What the chief architect produces are written specifications for the system in the form of the manual. It should describe the external specifications of the system in detail, i.e., everything that the user sees. The manual should be altered as feedback comes in from the implementation teams and the users.

When designing a new kind of system, a team will design a throw-away system (whether it intends to or not). This system acts as a ‘pilot plant’ that reveals techniques that will subsequently cause a complete redesign of the system. This second, smarter system should be the one delivered to the customer, since delivery of the pilot system would cause nothing but agony to the customer, and possibly ruin the system’s reputation and maybe even the company.

Every project manager should create a small core set of formal documents defining the project objectives, how they are to be achieved, who is going to achieve them, when they are going to be achieved, and how much they are going to cost. These documents may also reveal inconsistencies that are otherwise hard to see.

When estimating project times, it should be remembered that programming products (which can be sold to paying customers) and programming systems are both three times as hard to write as in-house programs. It should be kept in mind how much of the work week will actually be spent on technical issues, as opposed to administrative or other non-technical tasks, such as meetings.

To avoid disaster, all the teams working on a project should remain in contact with each other in as many ways as possible — e-mail, phone, meetings, memos etc. Instead of assuming something, the implementer should instead ask the architects to clarify their intent on a feature he is implementing, before proceeding with an assumption that might very well be completely incorrect. The architects are responsible for formulating a group picture of the project and communicating it to the others.
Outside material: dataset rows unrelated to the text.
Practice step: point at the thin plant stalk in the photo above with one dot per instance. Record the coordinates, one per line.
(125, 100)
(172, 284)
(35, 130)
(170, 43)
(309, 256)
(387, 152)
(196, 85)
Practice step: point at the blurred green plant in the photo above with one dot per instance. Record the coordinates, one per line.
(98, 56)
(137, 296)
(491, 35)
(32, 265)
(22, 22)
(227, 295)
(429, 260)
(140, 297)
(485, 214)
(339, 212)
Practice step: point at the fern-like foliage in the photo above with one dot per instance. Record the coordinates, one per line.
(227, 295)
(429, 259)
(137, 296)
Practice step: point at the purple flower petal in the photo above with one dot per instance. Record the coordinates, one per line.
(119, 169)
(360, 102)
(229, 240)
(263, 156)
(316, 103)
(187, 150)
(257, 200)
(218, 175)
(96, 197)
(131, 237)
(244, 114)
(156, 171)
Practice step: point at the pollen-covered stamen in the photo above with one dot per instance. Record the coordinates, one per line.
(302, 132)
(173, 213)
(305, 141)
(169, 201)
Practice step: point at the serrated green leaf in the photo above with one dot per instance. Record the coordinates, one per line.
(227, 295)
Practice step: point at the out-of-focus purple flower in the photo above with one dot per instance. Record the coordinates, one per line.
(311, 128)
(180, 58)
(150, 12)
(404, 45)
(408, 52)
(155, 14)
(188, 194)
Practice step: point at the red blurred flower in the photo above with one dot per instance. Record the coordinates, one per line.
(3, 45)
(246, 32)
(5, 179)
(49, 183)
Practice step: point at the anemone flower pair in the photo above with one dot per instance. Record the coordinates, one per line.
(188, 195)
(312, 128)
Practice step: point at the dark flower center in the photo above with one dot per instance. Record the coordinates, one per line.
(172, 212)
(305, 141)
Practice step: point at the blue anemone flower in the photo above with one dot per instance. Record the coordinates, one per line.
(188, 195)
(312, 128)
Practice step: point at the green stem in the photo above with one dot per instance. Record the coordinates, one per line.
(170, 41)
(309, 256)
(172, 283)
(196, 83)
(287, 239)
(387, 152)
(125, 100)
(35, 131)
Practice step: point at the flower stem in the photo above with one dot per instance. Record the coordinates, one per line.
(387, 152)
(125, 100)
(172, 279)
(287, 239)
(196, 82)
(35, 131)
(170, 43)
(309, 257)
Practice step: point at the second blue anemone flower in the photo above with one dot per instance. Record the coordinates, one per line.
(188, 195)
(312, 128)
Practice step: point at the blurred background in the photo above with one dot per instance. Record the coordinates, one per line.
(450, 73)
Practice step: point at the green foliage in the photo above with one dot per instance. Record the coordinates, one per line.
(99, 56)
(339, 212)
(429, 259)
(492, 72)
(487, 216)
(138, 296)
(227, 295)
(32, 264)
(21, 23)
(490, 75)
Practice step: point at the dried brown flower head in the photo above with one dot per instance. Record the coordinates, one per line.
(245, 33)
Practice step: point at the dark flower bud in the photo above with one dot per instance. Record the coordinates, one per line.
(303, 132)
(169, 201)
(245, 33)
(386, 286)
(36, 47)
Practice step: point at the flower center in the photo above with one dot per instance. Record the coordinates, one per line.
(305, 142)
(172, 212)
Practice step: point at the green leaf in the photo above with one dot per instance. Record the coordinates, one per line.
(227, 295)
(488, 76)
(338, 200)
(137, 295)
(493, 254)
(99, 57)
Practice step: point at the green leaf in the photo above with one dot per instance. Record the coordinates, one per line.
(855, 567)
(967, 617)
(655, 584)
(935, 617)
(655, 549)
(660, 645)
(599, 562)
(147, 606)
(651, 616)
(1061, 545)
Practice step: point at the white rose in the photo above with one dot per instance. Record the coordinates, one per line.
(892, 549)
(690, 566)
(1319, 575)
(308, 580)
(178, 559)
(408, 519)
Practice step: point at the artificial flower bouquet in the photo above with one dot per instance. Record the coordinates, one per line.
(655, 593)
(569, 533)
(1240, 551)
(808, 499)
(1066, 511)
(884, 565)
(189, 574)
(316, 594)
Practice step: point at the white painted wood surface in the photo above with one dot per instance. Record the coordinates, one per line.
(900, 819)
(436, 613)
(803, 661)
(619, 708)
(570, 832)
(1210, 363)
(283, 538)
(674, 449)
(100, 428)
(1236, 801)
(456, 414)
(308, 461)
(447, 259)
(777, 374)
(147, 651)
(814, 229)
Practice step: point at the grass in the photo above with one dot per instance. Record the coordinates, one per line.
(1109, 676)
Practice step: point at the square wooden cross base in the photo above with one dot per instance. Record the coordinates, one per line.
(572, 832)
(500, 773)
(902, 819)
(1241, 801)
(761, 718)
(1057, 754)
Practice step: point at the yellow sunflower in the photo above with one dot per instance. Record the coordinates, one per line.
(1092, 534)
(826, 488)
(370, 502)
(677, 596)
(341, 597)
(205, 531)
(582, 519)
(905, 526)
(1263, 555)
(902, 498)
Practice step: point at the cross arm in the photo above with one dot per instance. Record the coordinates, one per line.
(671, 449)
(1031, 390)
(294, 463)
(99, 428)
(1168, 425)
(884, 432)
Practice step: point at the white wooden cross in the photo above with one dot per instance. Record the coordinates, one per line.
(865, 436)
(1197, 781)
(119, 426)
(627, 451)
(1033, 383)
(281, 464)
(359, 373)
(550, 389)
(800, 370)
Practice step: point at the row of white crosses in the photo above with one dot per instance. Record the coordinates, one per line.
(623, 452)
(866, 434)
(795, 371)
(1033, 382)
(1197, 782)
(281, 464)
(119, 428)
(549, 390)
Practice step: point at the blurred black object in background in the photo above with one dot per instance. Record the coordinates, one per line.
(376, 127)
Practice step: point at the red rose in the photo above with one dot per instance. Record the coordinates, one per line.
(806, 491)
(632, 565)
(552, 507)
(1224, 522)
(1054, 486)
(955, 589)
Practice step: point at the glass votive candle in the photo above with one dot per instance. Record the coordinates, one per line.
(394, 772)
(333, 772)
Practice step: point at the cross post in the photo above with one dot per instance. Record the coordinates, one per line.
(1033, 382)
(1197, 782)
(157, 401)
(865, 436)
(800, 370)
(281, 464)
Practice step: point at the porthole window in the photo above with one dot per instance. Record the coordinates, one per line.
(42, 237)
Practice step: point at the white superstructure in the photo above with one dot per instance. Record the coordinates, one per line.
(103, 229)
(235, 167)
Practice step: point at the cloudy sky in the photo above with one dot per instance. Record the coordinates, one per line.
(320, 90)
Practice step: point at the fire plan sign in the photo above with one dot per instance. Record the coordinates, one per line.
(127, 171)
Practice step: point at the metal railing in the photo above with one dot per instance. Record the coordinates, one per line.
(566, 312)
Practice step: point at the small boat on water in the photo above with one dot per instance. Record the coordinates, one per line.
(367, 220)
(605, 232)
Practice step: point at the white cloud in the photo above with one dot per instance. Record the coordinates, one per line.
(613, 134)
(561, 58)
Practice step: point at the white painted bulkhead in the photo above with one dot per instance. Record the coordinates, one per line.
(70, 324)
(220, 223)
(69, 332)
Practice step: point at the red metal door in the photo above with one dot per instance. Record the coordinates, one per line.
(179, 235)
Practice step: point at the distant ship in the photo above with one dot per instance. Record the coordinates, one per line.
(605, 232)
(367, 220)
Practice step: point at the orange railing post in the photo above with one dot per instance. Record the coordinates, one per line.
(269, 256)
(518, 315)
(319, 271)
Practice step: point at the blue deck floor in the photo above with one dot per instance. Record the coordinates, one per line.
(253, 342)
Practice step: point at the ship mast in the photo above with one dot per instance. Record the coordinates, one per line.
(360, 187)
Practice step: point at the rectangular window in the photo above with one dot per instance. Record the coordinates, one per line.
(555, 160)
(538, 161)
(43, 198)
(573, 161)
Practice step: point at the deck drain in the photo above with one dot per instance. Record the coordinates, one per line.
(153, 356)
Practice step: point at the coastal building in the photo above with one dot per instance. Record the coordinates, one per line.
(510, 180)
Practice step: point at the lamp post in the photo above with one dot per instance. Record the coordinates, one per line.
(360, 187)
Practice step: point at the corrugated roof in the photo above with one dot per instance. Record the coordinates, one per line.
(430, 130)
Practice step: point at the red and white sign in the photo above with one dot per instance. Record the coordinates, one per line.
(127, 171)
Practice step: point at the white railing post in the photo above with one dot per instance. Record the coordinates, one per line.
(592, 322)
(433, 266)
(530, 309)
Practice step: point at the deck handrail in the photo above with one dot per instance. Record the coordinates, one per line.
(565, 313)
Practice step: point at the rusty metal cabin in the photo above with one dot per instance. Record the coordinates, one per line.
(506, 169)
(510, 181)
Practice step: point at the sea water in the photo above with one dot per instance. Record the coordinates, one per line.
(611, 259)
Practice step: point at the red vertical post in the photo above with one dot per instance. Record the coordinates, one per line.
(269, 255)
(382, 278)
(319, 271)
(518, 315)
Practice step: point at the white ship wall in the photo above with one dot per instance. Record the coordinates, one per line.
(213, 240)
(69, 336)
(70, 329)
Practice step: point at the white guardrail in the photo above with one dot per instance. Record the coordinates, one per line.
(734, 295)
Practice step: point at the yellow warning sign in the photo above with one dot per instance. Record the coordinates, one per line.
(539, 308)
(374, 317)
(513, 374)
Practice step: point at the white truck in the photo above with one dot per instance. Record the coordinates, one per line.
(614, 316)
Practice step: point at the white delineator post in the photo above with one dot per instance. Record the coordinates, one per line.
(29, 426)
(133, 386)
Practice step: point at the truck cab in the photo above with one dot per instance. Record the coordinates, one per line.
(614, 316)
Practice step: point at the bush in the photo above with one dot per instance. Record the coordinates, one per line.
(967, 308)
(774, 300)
Much as a surgical team during surgery is led by one surgeon performing the most critical work himself while directing his team to assist with or overtake less critical parts, it seems reasonable to have a ‘good’ programmer develop critical system components while the rest of a team provides what is needed at the right time. Additionally, Brooks muses that ‘good’ programmers are generally five to ten times as productive as mediocre ones.

Software is invisible. Therefore, many things only become apparent once a certain amount of work has been done on a new system, allowing a user to experience it. This experience will yield insights, which will change a user’s needs or the perception of the user’s needs. The system should, therefore, be changed to fulfill the changed requirements of the user. This can only occur up to a certain point, otherwise the system may never be completed. At a certain date, no more changes should be allowed to the system and the code should be frozen. All requests for changes should be delayed until the next version of the system.

Instead of every programmer having his own special set of tools, each team should have a designated tool-maker who may create tools that are highly customized for the job that team is doing, e.g., a code generator tool that creates code based on a specification. In addition, system-wide tools should be built by a common tools team, overseen by the project manager.